Mais encore tant d’autres qui isolent peu à peu les malades et peuvent conduire, dans 30%1,2 des cas, à la dépression et l’isolement social. Chez Janssen, au-delà des thérapeutiques, nous souhaitons aider les patients à mieux vivre leur maladie, explique Valérie Perruchot Garcia, Directrice de la Communication chez Janssen. Notre challenge est de changer le regard du public sur les personnes souffrant de maladies à travers des opérations originales et interactives. En créant Citizen Pso, nous souhaitions sensibiliser le grand public de la manière la plus ludique possible, pour permettre une meilleure compréhension de l’ensemble des aspects de cette maladie, tout en levant les tabous qui l’entourent. »

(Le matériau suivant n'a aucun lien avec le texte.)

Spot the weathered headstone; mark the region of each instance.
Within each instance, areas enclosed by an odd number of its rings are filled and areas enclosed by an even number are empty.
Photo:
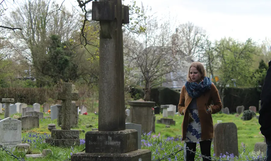
[[[58,107],[62,105],[61,105],[57,104],[50,106],[50,109],[51,110],[51,113],[50,114],[51,120],[54,120],[58,118]]]
[[[23,111],[23,112],[22,113],[22,116],[26,116],[25,115],[25,113],[28,111],[34,111],[34,109],[32,108],[29,107],[25,107],[24,108],[23,108],[22,109],[22,111]]]
[[[260,111],[260,110],[261,107],[261,100],[260,100],[259,101],[259,111]]]
[[[260,151],[261,153],[266,156],[266,150],[267,149],[267,144],[264,142],[258,142],[256,143],[254,146],[254,151]]]
[[[37,116],[39,119],[43,118],[43,113],[41,112],[37,112],[35,111],[27,111],[25,112],[25,116]]]
[[[220,123],[214,126],[214,153],[216,156],[233,153],[238,156],[237,129],[233,123]]]
[[[62,92],[56,93],[56,99],[62,101],[61,130],[52,129],[51,138],[46,139],[45,141],[51,145],[58,147],[79,145],[80,144],[79,130],[70,130],[72,100],[78,100],[78,92],[70,83],[63,83],[63,89]]]
[[[244,111],[245,111],[245,106],[237,106],[236,108],[236,113],[239,114],[244,112]]]
[[[169,105],[161,105],[160,108],[163,109],[163,117],[167,117],[168,116],[167,108],[169,108]]]
[[[44,113],[48,112],[48,111],[50,109],[48,103],[45,103],[43,104],[43,112]]]
[[[154,114],[160,114],[160,108],[158,106],[155,107],[154,108]]]
[[[11,117],[0,120],[0,144],[11,149],[22,143],[20,121]]]
[[[138,149],[141,149],[141,125],[133,123],[126,123],[125,124],[126,129],[135,129],[137,131],[137,138],[138,144]]]
[[[34,111],[37,112],[40,112],[40,105],[39,103],[35,103],[33,104],[33,108]]]
[[[175,121],[172,119],[169,118],[161,118],[160,120],[157,120],[156,121],[157,123],[162,123],[167,125],[175,125]]]
[[[20,104],[20,110],[19,111],[19,113],[20,114],[23,114],[23,109],[24,108],[25,108],[26,107],[27,107],[27,104],[26,103],[21,103]]]
[[[7,118],[9,117],[9,106],[10,103],[14,102],[14,99],[2,99],[2,102],[5,102],[5,117]]]
[[[222,111],[223,114],[225,114],[227,115],[229,114],[229,108],[227,107],[226,107],[225,108],[222,108]]]
[[[78,108],[76,107],[75,102],[72,101],[70,120],[71,127],[76,127],[78,125]]]
[[[155,102],[145,101],[128,101],[130,105],[131,123],[141,125],[143,132],[153,131],[152,124],[154,116],[152,108]]]
[[[71,160],[150,160],[149,150],[138,149],[136,131],[125,129],[122,27],[129,23],[129,7],[122,6],[121,0],[114,0],[93,2],[92,8],[92,20],[100,21],[101,27],[98,130],[86,133],[85,153],[73,154]],[[149,108],[141,115],[153,114]]]
[[[16,112],[17,113],[20,113],[20,105],[21,105],[21,103],[20,102],[17,102],[15,104],[15,105],[16,105]],[[21,111],[22,110],[21,110]]]
[[[126,123],[129,123],[130,122],[130,120],[129,119],[129,118],[130,118],[130,109],[127,109],[126,110],[126,112],[127,113],[127,117],[126,117],[126,120],[125,121],[125,122]]]
[[[12,104],[9,106],[9,114],[12,117],[13,115],[17,113],[17,106],[16,105]]]
[[[83,114],[87,112],[87,108],[85,106],[85,105],[83,105],[81,106],[81,108],[80,108],[81,110],[80,111],[80,114]]]
[[[18,119],[22,121],[22,130],[29,130],[39,127],[39,121],[37,116],[26,116],[19,117]]]
[[[255,112],[255,113],[256,113],[256,112],[257,112],[257,110],[256,109],[256,107],[255,106],[250,106],[249,108],[248,109],[252,111],[254,111],[254,112]]]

ºUn projet soutenu par France Psoriasis et un comité d’experts pluridisciplinaire

*Co-construit avec un comité d’experts pluridisciplinaire composé du Dr Anne-Bénédicte Duval Modeste, Dermatologue à l’Hôpital Charles Nicolle à Rouen, du Dr Anne-Claire Fougerousse, Dermatologue à l’Hôpital d'Instruction des Armées Bégin de Saint-Mandé, du Dr Marc Perussel, Dermatologue au CHU de Rennes, d’Emilie Bousser, Infirmière d’éducation en dermatologie au CHU de Caen et de Rémi Gérard, patient et membre de l’association France Psoriasis, Citizen Pso est validé scientifiquement et reflète le quotidien des patients.